Os livros do bem: as causas que se convertem em publicações e acolhimentos

Coluna Literária trata da publicação de livros engajados, dedicados às causas humanitárias e sem fins lucrativos

O drama do câncer nas crianças, a provação dos refugiados ou os desastres climáticos contados em linguagem infantil – os temas variam, mas a publicação de livros engajados, dedicados às causas humanitárias e sem fins lucrativos se multiplicam.

Essas iniciativas trazem duas boas notícias: cada vez mais percebemos a adesão às causas que promovem o bem coletivo ou individual (e nunca precisamos tanto disso!) e o livro físico, em especial, se reafirma como mídia – apesar dos avanços céleres e irreversíveis da sociedade digital.
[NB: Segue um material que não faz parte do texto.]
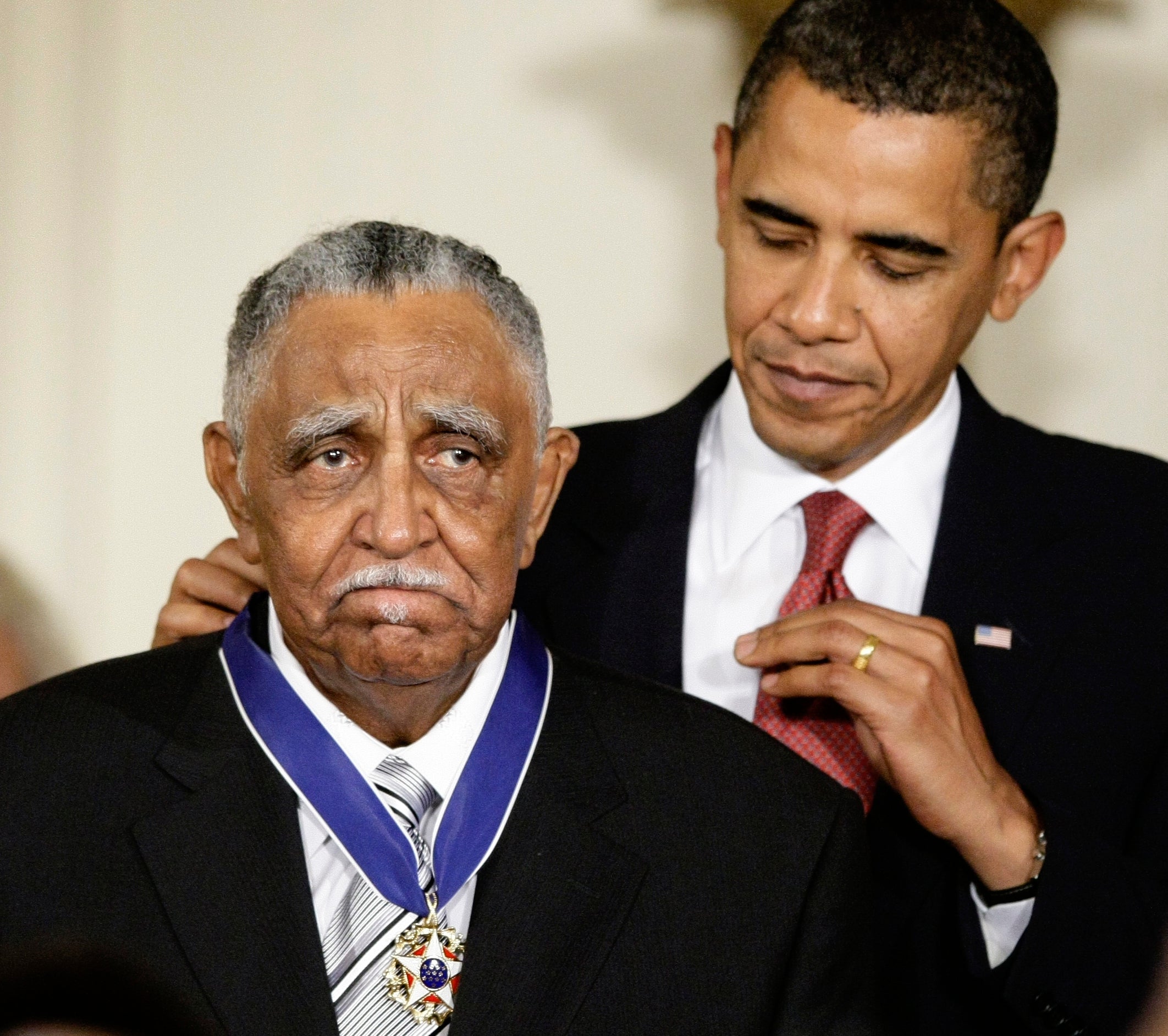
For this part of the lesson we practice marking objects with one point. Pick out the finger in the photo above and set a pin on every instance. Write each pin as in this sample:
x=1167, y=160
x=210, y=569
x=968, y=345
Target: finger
x=183, y=619
x=863, y=615
x=830, y=638
x=927, y=641
x=228, y=555
x=201, y=582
A catarinense Bruna Kadletz obteve repercussão internacional quando lançou “Minha terra mora em mim”, em 2019, trazendo à luz o drama dos refugiados de guerra ou de hostilidades políticas pelo mundo, e o relato de quem atravessou rotas de fugas de alto risco para chegar a um destino supostamente seguro. Outras causas são familiares, mas se conectam com casos similares, milhares deles, Brasil afora.

A história do corpinho

Em 2021, Manuela, de apenas cinco anos e uma das três filhas do casal Sabrina Choli e Daniel, foi diagnosticada com leucemia. Começava aí uma trilha de dor e incertezas, entre elas como explicar o que estava acontecendo para a própria enferma e seus irmãozinhos Júlia e Pedro. Sabrina e o trio de filhos produziram “A história do Corpinho”, transformando em personagens infantis as células cancerosas, o sangue, a quimioterapia, as plaquetas e é claro, o próprio corpinho da Manu.
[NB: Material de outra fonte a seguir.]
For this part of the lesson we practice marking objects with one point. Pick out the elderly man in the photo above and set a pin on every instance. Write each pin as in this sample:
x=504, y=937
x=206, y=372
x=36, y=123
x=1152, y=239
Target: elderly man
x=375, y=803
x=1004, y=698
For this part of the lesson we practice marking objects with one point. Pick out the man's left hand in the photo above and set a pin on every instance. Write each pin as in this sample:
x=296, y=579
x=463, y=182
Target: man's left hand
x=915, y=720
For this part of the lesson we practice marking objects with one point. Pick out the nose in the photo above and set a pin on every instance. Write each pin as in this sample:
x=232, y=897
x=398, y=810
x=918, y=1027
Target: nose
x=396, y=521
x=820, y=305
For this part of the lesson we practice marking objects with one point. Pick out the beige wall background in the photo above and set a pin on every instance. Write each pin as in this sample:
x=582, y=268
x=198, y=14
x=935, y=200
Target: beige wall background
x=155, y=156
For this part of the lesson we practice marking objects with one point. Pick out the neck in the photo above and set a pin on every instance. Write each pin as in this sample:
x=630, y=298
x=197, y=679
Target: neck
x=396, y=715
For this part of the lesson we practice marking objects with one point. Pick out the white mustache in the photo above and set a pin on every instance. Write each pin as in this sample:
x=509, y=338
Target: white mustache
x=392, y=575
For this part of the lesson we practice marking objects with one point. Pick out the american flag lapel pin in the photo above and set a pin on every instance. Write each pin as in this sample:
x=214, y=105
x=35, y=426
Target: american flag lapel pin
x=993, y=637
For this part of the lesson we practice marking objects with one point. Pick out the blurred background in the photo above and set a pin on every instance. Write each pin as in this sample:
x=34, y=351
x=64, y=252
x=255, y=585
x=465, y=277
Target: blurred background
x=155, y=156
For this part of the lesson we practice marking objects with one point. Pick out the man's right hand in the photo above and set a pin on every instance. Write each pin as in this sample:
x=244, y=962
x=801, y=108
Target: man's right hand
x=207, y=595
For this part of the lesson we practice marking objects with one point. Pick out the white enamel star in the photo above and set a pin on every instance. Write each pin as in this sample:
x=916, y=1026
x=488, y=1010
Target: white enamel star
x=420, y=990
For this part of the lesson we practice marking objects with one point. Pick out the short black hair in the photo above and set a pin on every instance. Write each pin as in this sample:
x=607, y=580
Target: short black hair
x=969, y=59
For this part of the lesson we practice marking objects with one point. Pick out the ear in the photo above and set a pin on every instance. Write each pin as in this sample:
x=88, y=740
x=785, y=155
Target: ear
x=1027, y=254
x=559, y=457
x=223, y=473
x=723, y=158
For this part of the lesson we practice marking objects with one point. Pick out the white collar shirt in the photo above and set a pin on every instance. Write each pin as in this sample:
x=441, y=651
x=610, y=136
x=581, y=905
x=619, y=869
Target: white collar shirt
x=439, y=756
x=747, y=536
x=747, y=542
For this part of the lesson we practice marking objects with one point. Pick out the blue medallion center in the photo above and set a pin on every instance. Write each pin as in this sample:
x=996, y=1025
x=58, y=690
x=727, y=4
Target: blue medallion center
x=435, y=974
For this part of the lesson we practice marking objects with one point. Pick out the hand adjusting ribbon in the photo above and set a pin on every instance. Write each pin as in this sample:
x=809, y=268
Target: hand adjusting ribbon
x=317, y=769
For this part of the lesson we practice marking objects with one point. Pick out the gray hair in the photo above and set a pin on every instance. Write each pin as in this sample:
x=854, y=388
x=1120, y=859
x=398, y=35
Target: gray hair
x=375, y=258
O texto foi da mamãe e os desenhos das crianças, nos quais também relataram o cuidado e os carinhos recebidos da equipe do Hospital Infantil Joana de Gusmão, em Floripa. Sabrina, carioca radicada na capital catarinense, vende a obra apenas para financiar a reimpressão e seguir distribuindo para hospitais e casas de apoio Brasil afora. “A história do Corpinho” foi editada sem custos pelo artista Luciano Martins e pela Carbo Editora, e teve o apoio da Gráfica Impressul.

O menino do boné

Com proposta similar, a experiente psicóloga Anie Juçara Fabris Casagrande, de Criciúma (SC), produziu “O menino do boné”, uma autopublicação, em 2022. Com 64 anos e 39 de psicologia, Anie é uma voluntária permanentes de muitas causas sociais. Em seu trabalho, o livro é uma ferramenta recorrente.
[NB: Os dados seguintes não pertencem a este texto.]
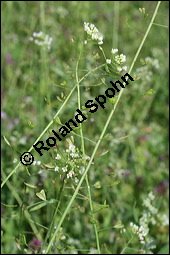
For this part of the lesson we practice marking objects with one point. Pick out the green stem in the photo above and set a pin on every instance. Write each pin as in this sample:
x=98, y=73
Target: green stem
x=84, y=154
x=101, y=137
x=26, y=213
x=51, y=122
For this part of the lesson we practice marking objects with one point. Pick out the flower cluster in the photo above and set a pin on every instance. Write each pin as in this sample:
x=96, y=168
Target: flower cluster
x=93, y=32
x=119, y=60
x=42, y=39
x=73, y=163
x=139, y=231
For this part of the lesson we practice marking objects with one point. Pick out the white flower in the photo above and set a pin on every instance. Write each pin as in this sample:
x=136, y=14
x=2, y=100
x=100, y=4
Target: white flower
x=108, y=61
x=58, y=156
x=119, y=69
x=93, y=32
x=113, y=51
x=151, y=195
x=56, y=169
x=15, y=160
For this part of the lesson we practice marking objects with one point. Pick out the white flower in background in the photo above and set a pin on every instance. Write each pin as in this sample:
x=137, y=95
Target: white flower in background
x=58, y=157
x=119, y=69
x=93, y=32
x=113, y=51
x=124, y=68
x=108, y=61
x=42, y=39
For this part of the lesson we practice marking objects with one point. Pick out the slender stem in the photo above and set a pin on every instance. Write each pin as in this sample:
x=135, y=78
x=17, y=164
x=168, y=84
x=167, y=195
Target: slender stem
x=51, y=122
x=115, y=24
x=54, y=215
x=101, y=136
x=84, y=154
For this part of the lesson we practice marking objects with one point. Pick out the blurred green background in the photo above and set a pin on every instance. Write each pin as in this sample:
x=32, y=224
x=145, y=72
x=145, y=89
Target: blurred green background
x=35, y=83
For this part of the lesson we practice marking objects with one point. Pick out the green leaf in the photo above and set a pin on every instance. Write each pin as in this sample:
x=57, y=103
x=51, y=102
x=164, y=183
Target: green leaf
x=31, y=125
x=30, y=185
x=47, y=100
x=113, y=99
x=119, y=225
x=106, y=136
x=114, y=183
x=164, y=250
x=64, y=83
x=57, y=120
x=9, y=205
x=41, y=195
x=150, y=92
x=37, y=207
x=49, y=166
x=23, y=239
x=97, y=185
x=6, y=141
x=104, y=153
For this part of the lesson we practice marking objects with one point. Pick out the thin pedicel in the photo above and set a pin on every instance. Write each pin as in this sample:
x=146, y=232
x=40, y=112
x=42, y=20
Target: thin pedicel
x=67, y=128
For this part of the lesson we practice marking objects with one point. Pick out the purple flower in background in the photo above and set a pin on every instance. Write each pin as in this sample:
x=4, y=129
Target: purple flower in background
x=35, y=244
x=127, y=172
x=3, y=115
x=9, y=59
x=10, y=126
x=146, y=153
x=16, y=121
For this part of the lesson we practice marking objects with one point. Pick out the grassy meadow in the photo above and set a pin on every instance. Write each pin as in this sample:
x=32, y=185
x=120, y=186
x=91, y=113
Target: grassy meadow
x=104, y=187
“O paciente visualiza, toca, lê, escuta e interage com o livro. Meu consultório é repleto deles”, conta. O impacto do câncer infantil sempre a perturbava: “a criança passa a conviver com o desafio de restrições sociais, alimentares, dores e angústias. Sentia falta de um material para explicar isso”.

Em um grupo de peregrinas que frequenta, Anie conheceu a jornalista e editora paulista Silvia Prevideli, que materializou a historinha construída pela autora, quase que em parceria com muitas das crianças que atendia. As ilustrações ficaram a cargo de Murilo Orefice – e o resultado foi uma obra de refinado esmero estético, com um texto leve e envolvente.

Já chegou a 60 instituições do país – inclusive o prestigiado Hospital Sara Kubitschek de Oliveira, em Brasília. A psicóloga financiou todo o processo e Silvia e Murilo também foram voluntários. A receita das vendas contribui para novos projetos similares.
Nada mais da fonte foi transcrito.